By Joseph Epstein

The best novels, with only a small number of notable exceptions—“Don Quixote,” “In Search of Lost Time,” “Ulysses”—have been family novels. “War and Peace,” “Anna Karenina,” “The Brothers Karamazov,” “My Antonia,” “The Brothers Ashkenazi,” “Buddenbrooks,” “Joseph and His Brothers,” family novels all, provide a deeper pleasure than does most other fiction. Family, as William Shakespeare (author of “King Lear,” “Hamlet” and “Macbeth”) would have been the first to tell you, is the great literary subject. In this pantheon of great family novels, though it is not so well known as those I’ve just mentioned, is “The Radetzky March” (1932), a novel written in German by Joseph Roth (1894-1939), a Galician Jew on whose tombstone in France are engraved the words “Ecrivain Autrichien,” Austrian Writer.

Michael Hofmann, Joseph Roth’s best translator and most perceptive critic, has called “The Radetzky March” “a work that seems to be done in oils.” That interesting remark suggests both the splendor of Roth’s novel and its feeling of permanence as a work of literature built to last. The reason is to be found not only in Roth’s literary craftsmanship, which is consummate, or in the fascination exerted by his characters, which are without exception artfully drawn, but in the grandeur of the novel’s theme. That theme is the gradual fall and ultimate demise of the Austro-Hungarian Empire.

“The Radetzky March” takes its title from Johann Strauss Sr. ’s famous musical composition, which Roth called “the Marseillaise of conservatism.” The novel is the chronicle of three male generations of the Trottas, a Slovenian peasant family that is ennobled when at the battle of Solferino, in 1859, its first-generation figure, the young lieutenant Trotta, is wounded, almost by accident, by a bullet intended for Emperor Franz Joseph. The emperor would eventually reign over the Austro-Hungarian Empire for 68 years, from 1848 to his death in 1916.

Roth’s novel is a valediction for the political configuration of an empire that he, a far from uncritical intellectual, came more and more to admire, toward the end of his life calling himself a monarchist. The Austro-Hungarian Empire, extending from the border of Russia to those of Serbia, Italy, Germany, Romania and the Adriatic Sea, was an astonishing multinational state, a confederation comprising Bohemians, Poles, Moravians, Slavians, Croatians, Transylvanians and others. Within the Dual Monarchy, as the Austro-Hungarian Empire was also called, a true spirit of internationalism reigned: Within it one passed borders without passports, did business without tariff or taxation. Under this arrangement the Emperor Franz Joseph was like unto a god.
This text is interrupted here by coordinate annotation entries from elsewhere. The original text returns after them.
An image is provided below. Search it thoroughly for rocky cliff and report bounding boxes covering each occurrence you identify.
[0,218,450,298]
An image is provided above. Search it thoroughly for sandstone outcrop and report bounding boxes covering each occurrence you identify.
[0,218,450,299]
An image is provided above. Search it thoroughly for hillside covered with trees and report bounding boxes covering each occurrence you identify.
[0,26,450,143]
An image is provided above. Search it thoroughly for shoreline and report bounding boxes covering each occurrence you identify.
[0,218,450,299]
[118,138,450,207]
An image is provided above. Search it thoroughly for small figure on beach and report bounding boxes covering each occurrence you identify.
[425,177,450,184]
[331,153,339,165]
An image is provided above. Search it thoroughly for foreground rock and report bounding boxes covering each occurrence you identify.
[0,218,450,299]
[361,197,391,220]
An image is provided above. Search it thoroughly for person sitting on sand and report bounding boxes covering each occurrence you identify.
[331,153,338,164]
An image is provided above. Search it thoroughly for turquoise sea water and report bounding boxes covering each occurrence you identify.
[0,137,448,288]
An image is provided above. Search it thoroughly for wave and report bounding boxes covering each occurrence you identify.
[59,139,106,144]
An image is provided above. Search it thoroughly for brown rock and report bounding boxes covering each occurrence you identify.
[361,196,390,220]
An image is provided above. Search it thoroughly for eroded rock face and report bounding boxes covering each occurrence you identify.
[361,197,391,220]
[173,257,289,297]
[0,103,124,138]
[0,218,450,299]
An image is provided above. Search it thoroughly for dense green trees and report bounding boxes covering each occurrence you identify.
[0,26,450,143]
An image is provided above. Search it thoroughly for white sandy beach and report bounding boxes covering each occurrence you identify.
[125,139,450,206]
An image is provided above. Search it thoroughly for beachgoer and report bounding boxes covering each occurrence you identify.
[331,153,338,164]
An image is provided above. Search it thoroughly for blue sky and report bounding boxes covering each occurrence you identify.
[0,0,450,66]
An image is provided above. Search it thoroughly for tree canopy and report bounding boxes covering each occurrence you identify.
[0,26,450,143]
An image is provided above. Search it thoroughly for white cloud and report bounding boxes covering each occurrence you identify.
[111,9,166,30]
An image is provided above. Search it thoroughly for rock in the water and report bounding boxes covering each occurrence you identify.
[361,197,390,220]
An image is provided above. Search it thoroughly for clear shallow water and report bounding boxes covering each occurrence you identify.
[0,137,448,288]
Simple people kept his photograph on their walls next to that of Jesus Christ.

In “The Radetzky March” the collapse of the Empire is reflected in the fate and changed character of the Von Trottas over three generations: from that of the rugged military virtues of “the hero of Solferino,” as the textbooks call the first Trotta, to the rigidity of his bureaucratic son (a district commissioner in Moravia), to the aimlessness of the grandson, Carl Joseph, who will die a senseless death in World War I. It is called World War, Roth remarked, because it changed “the whole world.” That war, along with the Russian Revolution and the Treaty of Versailles, put paid to the Austro-Hungarian Empire.

A grand theme can emerge in fiction only if joined to the richness of the highest art. This Roth supplies in abundance. His artistic power extends from commanding sweeping narrative to filling in arresting detail. The most minor character is often sprung to life with a single such detail, like one Captain Lorenz, who “was the father of three children, and the husband of a disappointed wife.” The Polish Count Chojnicki is “forty years old but of no discernible age.”
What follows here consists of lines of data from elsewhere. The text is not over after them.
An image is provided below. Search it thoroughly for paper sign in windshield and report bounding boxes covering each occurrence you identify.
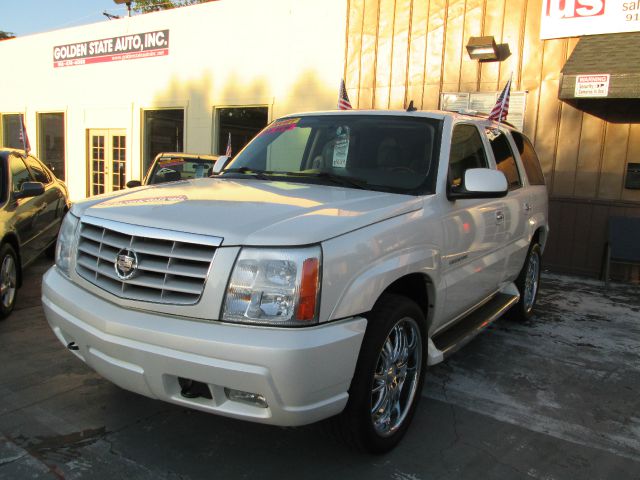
[158,158,184,167]
[332,127,349,168]
[264,118,300,133]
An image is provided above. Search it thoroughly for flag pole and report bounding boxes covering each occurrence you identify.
[498,71,513,127]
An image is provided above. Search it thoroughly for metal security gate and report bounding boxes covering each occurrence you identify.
[87,130,127,196]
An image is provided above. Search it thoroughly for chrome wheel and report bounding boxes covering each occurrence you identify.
[0,255,18,309]
[524,251,540,312]
[371,317,422,437]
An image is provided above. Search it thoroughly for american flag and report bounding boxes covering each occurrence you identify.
[18,115,31,154]
[224,132,231,157]
[338,79,352,110]
[489,78,512,122]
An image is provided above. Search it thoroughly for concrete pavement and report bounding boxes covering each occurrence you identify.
[0,260,640,480]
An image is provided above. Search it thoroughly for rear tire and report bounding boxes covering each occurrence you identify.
[333,294,427,454]
[509,243,542,320]
[0,243,18,319]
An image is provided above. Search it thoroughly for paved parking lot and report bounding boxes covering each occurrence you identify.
[0,260,640,480]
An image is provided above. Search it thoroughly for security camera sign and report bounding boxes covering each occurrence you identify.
[574,74,611,98]
[53,30,169,68]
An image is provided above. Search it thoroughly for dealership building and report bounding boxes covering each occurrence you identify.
[0,0,640,280]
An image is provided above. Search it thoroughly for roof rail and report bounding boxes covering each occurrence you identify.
[457,108,518,130]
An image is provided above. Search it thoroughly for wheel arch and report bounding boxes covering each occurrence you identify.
[531,225,549,252]
[376,272,435,331]
[2,232,22,287]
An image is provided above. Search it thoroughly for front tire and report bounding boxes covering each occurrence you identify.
[509,243,542,320]
[336,294,427,454]
[0,243,18,319]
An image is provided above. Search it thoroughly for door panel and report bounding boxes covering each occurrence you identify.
[88,130,127,196]
[442,123,511,321]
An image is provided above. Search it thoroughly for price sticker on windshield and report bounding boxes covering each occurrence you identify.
[264,118,300,134]
[332,127,349,168]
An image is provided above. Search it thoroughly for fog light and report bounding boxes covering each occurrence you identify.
[224,388,269,408]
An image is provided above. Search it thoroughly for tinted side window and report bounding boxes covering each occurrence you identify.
[27,157,51,185]
[485,128,522,190]
[449,123,488,187]
[9,155,32,192]
[511,132,544,185]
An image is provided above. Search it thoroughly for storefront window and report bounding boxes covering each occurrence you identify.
[216,107,269,156]
[2,113,24,148]
[142,109,184,174]
[38,113,65,180]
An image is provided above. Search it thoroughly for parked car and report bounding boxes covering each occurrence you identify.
[0,148,69,318]
[127,152,218,188]
[43,110,549,453]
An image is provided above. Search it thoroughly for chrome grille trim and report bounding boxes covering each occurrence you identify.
[76,216,222,305]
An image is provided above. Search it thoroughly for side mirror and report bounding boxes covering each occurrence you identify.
[211,155,231,175]
[447,168,509,200]
[13,182,44,200]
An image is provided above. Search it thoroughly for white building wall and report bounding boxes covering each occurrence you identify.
[0,0,347,199]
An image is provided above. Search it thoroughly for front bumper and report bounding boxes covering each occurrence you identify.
[42,267,366,426]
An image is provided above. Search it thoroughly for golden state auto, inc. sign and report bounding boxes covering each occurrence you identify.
[53,30,169,68]
[540,0,640,40]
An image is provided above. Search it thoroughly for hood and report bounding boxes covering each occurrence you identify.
[73,178,422,246]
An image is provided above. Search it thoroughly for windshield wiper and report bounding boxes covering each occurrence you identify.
[220,167,273,180]
[288,172,369,190]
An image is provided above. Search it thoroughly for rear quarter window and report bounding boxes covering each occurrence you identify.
[511,131,544,185]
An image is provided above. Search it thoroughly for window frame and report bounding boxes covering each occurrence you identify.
[509,131,547,187]
[210,103,273,157]
[140,105,188,178]
[23,155,53,186]
[7,152,35,196]
[484,126,525,192]
[36,110,68,182]
[0,112,28,150]
[446,121,496,192]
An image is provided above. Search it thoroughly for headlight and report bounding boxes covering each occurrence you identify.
[56,212,78,276]
[222,247,322,326]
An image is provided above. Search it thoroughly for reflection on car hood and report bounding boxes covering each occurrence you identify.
[74,178,422,245]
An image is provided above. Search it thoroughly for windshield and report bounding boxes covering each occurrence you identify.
[147,156,215,185]
[223,115,442,194]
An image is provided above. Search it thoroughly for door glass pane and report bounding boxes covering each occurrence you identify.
[10,155,32,192]
[217,107,269,155]
[142,109,184,174]
[449,124,488,187]
[27,156,51,185]
[38,113,65,180]
[111,135,127,191]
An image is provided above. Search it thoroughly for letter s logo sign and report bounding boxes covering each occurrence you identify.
[546,0,606,18]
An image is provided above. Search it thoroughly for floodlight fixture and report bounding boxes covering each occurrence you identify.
[467,35,511,62]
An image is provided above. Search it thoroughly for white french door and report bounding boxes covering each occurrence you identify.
[88,129,127,196]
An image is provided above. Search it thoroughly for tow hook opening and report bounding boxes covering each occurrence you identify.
[178,377,213,400]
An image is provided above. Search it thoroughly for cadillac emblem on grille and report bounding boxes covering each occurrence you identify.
[114,248,138,280]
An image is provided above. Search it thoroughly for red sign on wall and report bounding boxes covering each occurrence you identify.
[540,0,640,40]
[53,30,169,68]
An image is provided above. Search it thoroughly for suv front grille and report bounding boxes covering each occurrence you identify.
[76,217,221,305]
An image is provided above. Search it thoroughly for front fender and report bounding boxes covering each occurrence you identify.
[320,212,442,321]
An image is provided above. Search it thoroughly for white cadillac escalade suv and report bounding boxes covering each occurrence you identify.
[42,111,548,453]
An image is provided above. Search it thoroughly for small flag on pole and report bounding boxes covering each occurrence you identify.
[224,132,231,157]
[18,115,31,155]
[338,79,352,110]
[489,76,513,123]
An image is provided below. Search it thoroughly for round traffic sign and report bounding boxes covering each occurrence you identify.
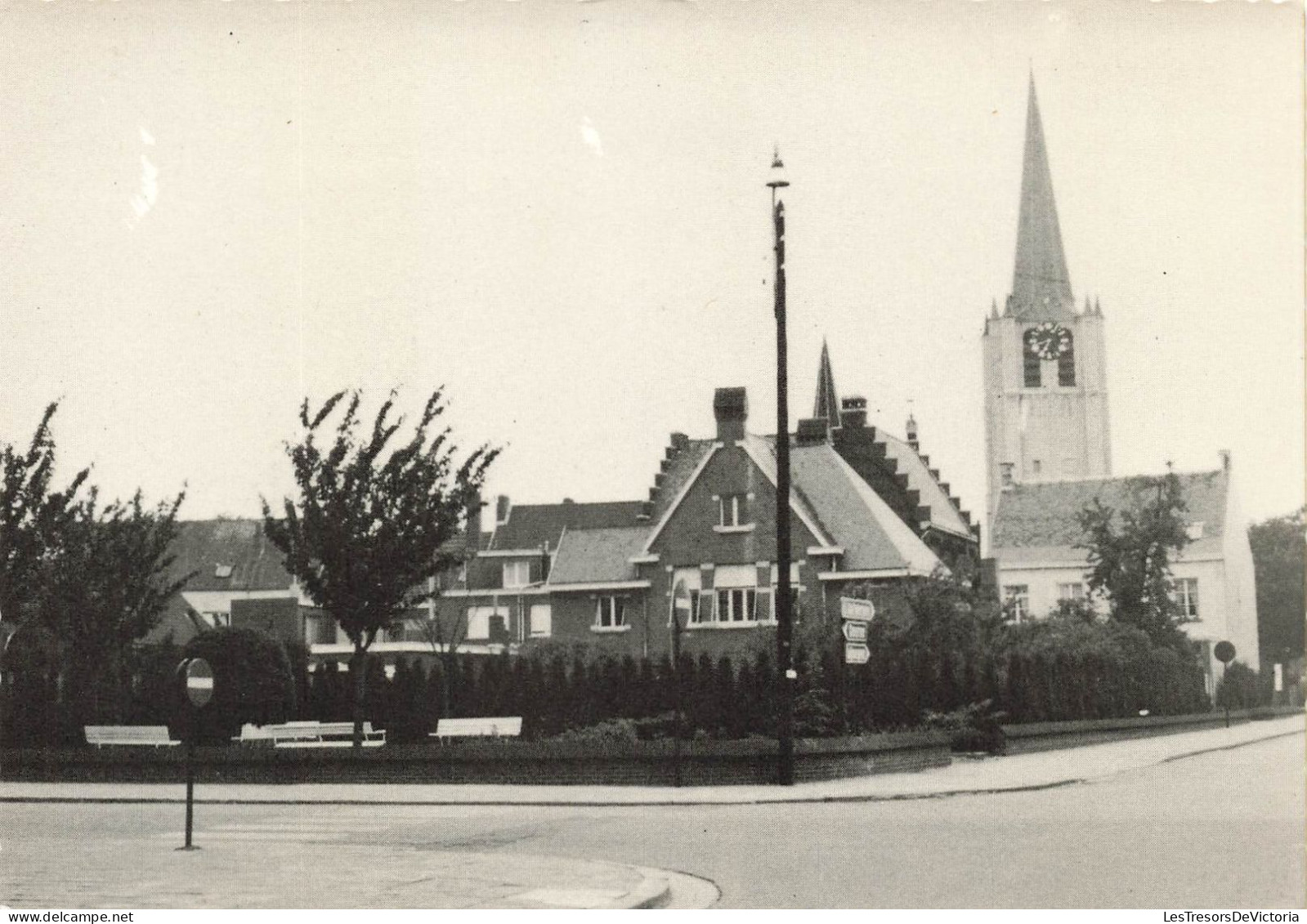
[186,658,213,708]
Roth captures friendships begun late in life, sexual infatuations contracted early in life. At one point midway in his novel, he writes: “So curious, changeable, and knotted is the human soul.” He unknots it throughout the pages of “The Radetzky March,” convincingly setting out the thoughts of characters of great intellectual penetration as well as those, like the last of the Von Trottas, “not overly endowed with imagination.” Roth’s range of characters is dazzling. An entire chapter in “The Radetzky March” is given over to the thoughts of Emperor Franz Joseph, alone in his bed chamber, sensing the end of his empire. Then there are the Jews of the provincial town of Jagers on the Russian border, who by some freak of nature had red hair. “Their beards were like conflagrations.”
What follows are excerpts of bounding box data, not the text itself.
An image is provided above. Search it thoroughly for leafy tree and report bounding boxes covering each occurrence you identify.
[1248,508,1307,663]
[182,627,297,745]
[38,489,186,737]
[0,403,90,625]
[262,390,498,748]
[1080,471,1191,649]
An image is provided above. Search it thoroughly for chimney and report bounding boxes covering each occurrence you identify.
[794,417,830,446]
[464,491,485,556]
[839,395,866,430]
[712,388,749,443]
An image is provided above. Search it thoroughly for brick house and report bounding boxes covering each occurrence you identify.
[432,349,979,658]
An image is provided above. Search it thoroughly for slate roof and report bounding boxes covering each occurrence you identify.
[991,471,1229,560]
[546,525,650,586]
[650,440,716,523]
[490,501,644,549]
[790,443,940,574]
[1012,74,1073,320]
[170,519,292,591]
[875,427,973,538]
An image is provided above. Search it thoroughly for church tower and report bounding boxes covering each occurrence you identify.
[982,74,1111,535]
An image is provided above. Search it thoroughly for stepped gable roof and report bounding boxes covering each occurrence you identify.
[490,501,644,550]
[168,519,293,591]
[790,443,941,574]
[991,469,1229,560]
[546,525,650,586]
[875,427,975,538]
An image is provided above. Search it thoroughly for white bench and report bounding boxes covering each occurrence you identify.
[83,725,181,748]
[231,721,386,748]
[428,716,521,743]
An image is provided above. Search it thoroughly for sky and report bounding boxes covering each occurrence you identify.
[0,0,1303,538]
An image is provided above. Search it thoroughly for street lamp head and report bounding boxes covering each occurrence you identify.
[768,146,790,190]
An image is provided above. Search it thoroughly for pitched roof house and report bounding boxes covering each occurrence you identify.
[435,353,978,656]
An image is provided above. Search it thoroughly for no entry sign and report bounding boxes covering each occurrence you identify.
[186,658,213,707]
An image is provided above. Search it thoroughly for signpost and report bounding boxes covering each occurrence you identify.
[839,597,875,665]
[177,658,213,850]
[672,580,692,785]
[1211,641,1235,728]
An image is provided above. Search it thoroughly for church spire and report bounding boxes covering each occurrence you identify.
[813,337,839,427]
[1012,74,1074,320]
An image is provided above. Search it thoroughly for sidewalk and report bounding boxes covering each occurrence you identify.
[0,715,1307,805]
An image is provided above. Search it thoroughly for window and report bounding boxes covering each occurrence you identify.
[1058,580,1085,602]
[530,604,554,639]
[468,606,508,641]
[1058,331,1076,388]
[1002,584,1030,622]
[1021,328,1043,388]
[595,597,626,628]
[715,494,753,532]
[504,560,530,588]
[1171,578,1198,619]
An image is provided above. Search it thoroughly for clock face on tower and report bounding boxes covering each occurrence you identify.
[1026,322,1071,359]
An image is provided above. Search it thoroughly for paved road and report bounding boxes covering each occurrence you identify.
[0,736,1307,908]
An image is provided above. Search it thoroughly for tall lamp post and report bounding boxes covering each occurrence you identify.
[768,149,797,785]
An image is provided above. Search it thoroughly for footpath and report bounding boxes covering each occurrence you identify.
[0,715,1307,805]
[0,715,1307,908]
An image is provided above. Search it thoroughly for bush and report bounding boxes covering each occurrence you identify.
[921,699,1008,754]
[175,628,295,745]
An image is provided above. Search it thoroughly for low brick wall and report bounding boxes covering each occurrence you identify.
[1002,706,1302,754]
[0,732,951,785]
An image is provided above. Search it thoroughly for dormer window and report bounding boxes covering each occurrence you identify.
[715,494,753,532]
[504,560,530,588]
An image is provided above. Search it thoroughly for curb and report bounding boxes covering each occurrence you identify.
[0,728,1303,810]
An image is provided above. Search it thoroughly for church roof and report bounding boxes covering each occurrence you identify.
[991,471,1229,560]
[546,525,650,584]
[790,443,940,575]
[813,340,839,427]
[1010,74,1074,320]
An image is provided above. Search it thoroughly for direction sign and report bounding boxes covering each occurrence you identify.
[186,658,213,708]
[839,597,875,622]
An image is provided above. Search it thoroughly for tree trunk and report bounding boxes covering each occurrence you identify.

In a life of only 44 years, Joseph Roth wrote 15 novels and a vast quantity of superior journalism. A spendthrift with heavy expenses—his wife, thought to be schizophrenic and later to be murdered under Hitler’s euthanasia program, spent much of her adult life in insane asylums—he worked under the lash of financial pressure all his days. Nothing he wrote was negligible, trivial. But only in “The Radetzky March” did all his impressive powers come fully into play. In that novel he left the most convincing quotidian account we have of life under the Austro-Hungarian Empire, established his literary heritage, and left succeeding generations an imperishable masterpiece.